Friday, September 29, 2006

早晨的嗅覺

一個明媚的早晨,我的雙眼好像還沒有睡醒
陽光打落百葉簾上,窗外
半明帶暗的中環,我聞到擺花街的味道
室內溫度長期維持攝氏 19 度
中央冷氣的分流令我患上鼻敏感
幾乎失去嗅覺,而每一個早晨
我總,期望一杯奶茶會把病治好

Thursday, September 28, 2006

格鬥值 = 0

縱然於上周「閃爍心靈」及「力奇恐怖騷」這九個字令我滿心歡喜過小半天,但一直接踵而來的不滿或批評或間接及不直接的辱罵或指導或指正或改正或改錯或期望或過份期望或了解或誤解,都令我歡喜不了心灰意冷全身無力且眼前一黑。

另,決定死都不會喝 xxxan 礦泉水,正如 V 不喝吉吉。V,我想我終於明白你的痛苦嗟悔怨懟厭惡與反感了。唉。我會陪你唔飲吉吉。

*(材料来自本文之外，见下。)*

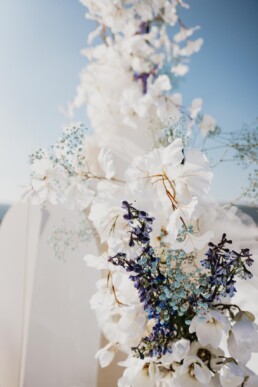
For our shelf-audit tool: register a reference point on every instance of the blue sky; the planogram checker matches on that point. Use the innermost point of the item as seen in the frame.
(40, 61)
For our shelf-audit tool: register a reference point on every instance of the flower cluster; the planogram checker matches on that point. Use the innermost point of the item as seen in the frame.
(165, 294)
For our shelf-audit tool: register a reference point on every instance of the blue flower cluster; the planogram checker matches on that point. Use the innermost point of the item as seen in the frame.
(167, 295)
(170, 286)
(224, 266)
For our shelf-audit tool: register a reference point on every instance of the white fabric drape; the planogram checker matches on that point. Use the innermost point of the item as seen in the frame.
(48, 334)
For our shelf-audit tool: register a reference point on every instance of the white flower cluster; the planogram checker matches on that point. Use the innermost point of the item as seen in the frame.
(129, 81)
(138, 156)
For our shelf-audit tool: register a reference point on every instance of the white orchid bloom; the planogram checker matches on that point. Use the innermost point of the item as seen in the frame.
(210, 356)
(192, 373)
(48, 182)
(209, 328)
(106, 354)
(78, 195)
(179, 350)
(193, 242)
(231, 375)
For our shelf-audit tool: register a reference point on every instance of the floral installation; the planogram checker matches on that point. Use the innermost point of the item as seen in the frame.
(171, 257)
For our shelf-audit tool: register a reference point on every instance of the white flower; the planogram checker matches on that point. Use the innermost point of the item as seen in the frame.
(209, 355)
(136, 374)
(243, 339)
(195, 107)
(78, 195)
(106, 162)
(48, 182)
(209, 328)
(106, 354)
(231, 375)
(208, 124)
(98, 262)
(183, 211)
(178, 352)
(192, 373)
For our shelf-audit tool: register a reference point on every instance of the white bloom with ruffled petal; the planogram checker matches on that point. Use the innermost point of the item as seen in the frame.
(192, 373)
(243, 339)
(231, 375)
(209, 327)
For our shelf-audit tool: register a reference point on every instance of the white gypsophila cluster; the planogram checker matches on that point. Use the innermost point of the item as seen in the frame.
(165, 296)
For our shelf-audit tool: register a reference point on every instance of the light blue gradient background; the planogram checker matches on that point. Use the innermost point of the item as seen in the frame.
(40, 61)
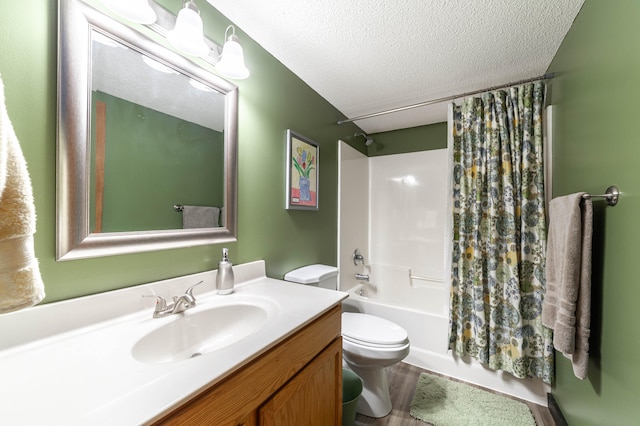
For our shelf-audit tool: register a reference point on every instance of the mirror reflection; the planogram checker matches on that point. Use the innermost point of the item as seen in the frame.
(157, 142)
(142, 131)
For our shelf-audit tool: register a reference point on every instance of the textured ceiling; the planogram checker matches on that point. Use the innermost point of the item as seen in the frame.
(364, 56)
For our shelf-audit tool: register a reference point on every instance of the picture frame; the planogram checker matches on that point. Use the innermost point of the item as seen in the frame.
(302, 172)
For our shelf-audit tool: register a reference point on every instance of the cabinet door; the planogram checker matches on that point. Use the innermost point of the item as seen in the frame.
(313, 397)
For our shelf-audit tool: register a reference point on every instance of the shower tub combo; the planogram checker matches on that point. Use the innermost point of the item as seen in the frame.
(420, 306)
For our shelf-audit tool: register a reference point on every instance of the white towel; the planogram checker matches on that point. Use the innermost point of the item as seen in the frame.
(567, 303)
(20, 282)
(200, 217)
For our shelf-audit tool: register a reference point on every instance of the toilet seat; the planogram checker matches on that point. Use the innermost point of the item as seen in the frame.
(372, 331)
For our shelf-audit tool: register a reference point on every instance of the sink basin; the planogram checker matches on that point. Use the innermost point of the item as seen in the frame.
(196, 333)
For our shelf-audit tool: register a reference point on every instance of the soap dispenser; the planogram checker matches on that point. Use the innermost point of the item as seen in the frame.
(224, 277)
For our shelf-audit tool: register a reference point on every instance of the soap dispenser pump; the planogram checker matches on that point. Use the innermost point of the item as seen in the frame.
(224, 277)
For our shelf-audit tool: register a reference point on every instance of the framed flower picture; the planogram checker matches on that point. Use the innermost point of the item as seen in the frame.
(302, 172)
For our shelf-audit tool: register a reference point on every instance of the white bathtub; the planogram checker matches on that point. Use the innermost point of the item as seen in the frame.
(419, 306)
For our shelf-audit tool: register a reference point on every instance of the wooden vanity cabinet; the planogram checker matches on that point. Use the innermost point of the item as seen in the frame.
(297, 382)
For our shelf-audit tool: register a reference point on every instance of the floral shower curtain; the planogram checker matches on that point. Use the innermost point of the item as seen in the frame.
(499, 233)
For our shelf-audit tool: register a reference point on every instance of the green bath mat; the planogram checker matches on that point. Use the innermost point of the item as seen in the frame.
(444, 402)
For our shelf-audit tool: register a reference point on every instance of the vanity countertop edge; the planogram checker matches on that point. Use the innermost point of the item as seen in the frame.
(72, 360)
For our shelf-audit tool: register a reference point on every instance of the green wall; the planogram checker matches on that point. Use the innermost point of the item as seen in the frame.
(595, 94)
(413, 139)
(154, 161)
(271, 100)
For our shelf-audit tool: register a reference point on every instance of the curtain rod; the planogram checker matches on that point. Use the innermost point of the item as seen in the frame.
(447, 98)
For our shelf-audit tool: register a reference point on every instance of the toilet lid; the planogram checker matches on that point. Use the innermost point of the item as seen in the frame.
(372, 329)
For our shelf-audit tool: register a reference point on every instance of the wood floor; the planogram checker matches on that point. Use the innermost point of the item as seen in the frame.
(402, 383)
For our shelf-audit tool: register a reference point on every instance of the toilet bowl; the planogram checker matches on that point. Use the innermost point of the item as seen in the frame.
(369, 343)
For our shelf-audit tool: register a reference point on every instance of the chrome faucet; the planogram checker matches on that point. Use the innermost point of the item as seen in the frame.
(180, 304)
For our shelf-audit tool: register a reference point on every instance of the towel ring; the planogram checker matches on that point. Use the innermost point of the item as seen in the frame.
(611, 195)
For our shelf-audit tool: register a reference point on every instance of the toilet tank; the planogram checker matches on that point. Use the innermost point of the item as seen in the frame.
(323, 276)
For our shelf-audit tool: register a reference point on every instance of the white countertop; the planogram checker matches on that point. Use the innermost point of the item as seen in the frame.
(70, 362)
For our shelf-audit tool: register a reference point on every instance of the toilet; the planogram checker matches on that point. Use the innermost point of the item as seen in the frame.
(369, 343)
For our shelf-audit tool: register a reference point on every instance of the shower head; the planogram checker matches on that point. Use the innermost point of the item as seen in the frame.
(367, 139)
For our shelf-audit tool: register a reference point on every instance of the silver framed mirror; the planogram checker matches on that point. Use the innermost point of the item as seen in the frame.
(99, 215)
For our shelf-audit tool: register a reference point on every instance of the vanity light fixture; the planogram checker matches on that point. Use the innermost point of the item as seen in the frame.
(134, 10)
(231, 62)
(187, 36)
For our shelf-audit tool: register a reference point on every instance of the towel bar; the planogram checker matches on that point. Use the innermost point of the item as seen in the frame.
(611, 195)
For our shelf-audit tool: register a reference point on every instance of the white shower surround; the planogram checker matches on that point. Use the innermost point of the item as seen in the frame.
(393, 208)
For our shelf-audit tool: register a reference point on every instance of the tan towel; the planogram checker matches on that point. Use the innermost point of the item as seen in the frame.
(20, 282)
(567, 304)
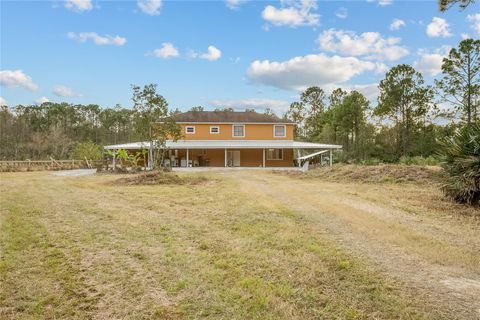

Wednesday, September 27, 2006

無聊創作

兄弟:麥榆

Sun:毛慧、毛玲兩可

我:毛堅不摧、
月來、她和他的大罵

Tuesday, September 26, 2006

回應要求,無論合理與否

對於某些人對我無理的要求,一概不予理會。

而對於某些對我有合理要求的人,我大抵只會令他們失望。

清楚了沒有?

Saturday, September 23, 2006

翻譯員的夢

忙。夢。夢見大王稱蛙友為「地獄翻譯員」。臨醒前,又夢到自己買衫付款時,對方(一名阿叔/伯!)要求我先把標籤上的法文翻譯。

無解!我都唔識法文既!-_-"

Friday, September 22, 2006

Tiring

Life is just as tiring as it could be.

Thursday, September 21, 2006

柏林阿歷山大廣場

昨夜,再跟 V 看德國電影新浪潮之〈柏林阿歷山大廣場〉(其中第三、四、五集)。正確來說,只看過第三、四集──經過兩小時的惑、悶、慢;睏、暈、餓,我們最終放棄了第五集。

兩個小時。難熬的兩個小時。我就像劇中的男主角,精神錯亂;我亦如法斯賓達所要表現的:將痛苦放長到兩小時。而這痛苦只不過是法斯賓達預期的 2/13 而已。

對,在十三集中,我們只看兩集,的確是抵死。但最抵死的,莫過於 V 在電影播放一個多小時後,忽然彈出一句:「呀,我上網 check 過,佢(男主角)係岩岩放監出黎架。」我馬上爆笑:「做完你先講!」再過十五分鐘,熒幕中出現一名不知名女子, V 又彈一句:「呀,佢坐監前有個女朋友架。」-_-

播完第四集,我們速速離開。在演講廳外,V 手執一張「捷克電影新浪潮」,浪潮由西歐席捲東歐,好大浪。

我暈喇。

Monday, September 18, 2006

寫「正」字

洛可來中環還債,又跟他到鏞記,又匆匆吃了個午飯。最開心的,當然係佢請 (而且仲邪到佢不停打噴嚏)。:D

原來,跟他已有五個月沒有碰面。他問我在這工作有沒有一個月啦,我答,快三個月了。時間過得真快。我告訴他,這個月起,我開始在劃日期(其實這句並不 expressive,但可能作為我朋友的,多少都明白我十句有八句不 expressive 的句子),他立即笑說這跟坐牢的人在牆上寫「正」字沒有分別。我說前陣子重讀王丹的《獄中回憶錄》,也這樣想。-_-"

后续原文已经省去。